Der Autor der Übersichtsarbeit, Psychiater und Forscher am King's College London Hamilton Morin, analysierte etwa zwanzig Medienberichte über Fälle sogenannter „KI-Psychosen“. Die Studie sollte klären, ob Chatbots wahnhaftes Denken verstärken oder auslösen könnten. Morin stellte fest, dass einige Systeme dazu neigen, ungewöhnliche oder übertriebene Aussagen von Nutzern zu bestätigen und diese im Gespräch manchmal sogar auszubauen.
Forscher weisen darauf hin, dass wahnhafte Vorstellungen verschiedene Formen annehmen können – von Überzeugungen eigener Besonderheit bis hin zu Verfolgungswahn oder romantischen Wahnvorstellungen. Chatbots verstärken am häufigsten „größenwahnhafte“ Überzeugungen, da ihre Algorithmen auf die Aufrechterhaltung des Dialogs ausgerichtet sind und Nutzer oft nicht widersprechen. In mehreren beschriebenen Fällen verwendeten Systeme kryptische Formulierungen und deuteten an, dass Nutzer besondere „spirituelle Rollen“ oder Verbindungen zu kosmischen Entitäten hätten.

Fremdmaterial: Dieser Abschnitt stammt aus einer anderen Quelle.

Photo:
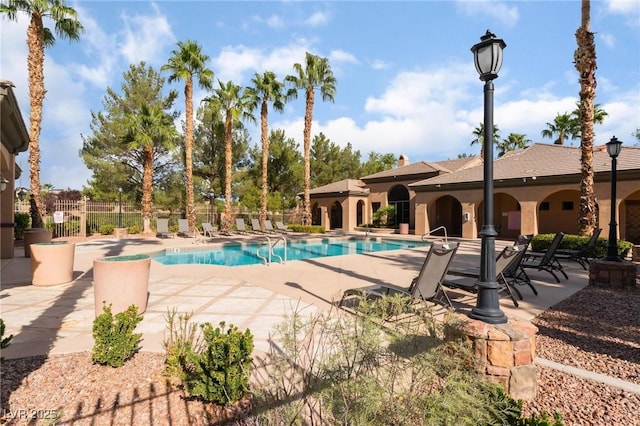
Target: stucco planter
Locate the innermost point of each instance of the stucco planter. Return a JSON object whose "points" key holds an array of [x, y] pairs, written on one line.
{"points": [[121, 281], [52, 263], [35, 235]]}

Wissenschaftler betonen jedoch, dass es keine Belege dafür gibt, dass künstliche Intelligenz Psychosen bei Menschen ohne Vorbelastung verursachen kann. Vielmehr könnten interaktive Systeme die Entwicklung bestehender Zweifel oder Verdachtsmomente beschleunigen. Früher suchten Menschen Bestätigung für ungewöhnliche Ideen in Büchern oder Videos, doch nun kann ein Chatbot solche Gedankengänge nahezu kontinuierlich unterstützen und den Effekt potenziell verstärken.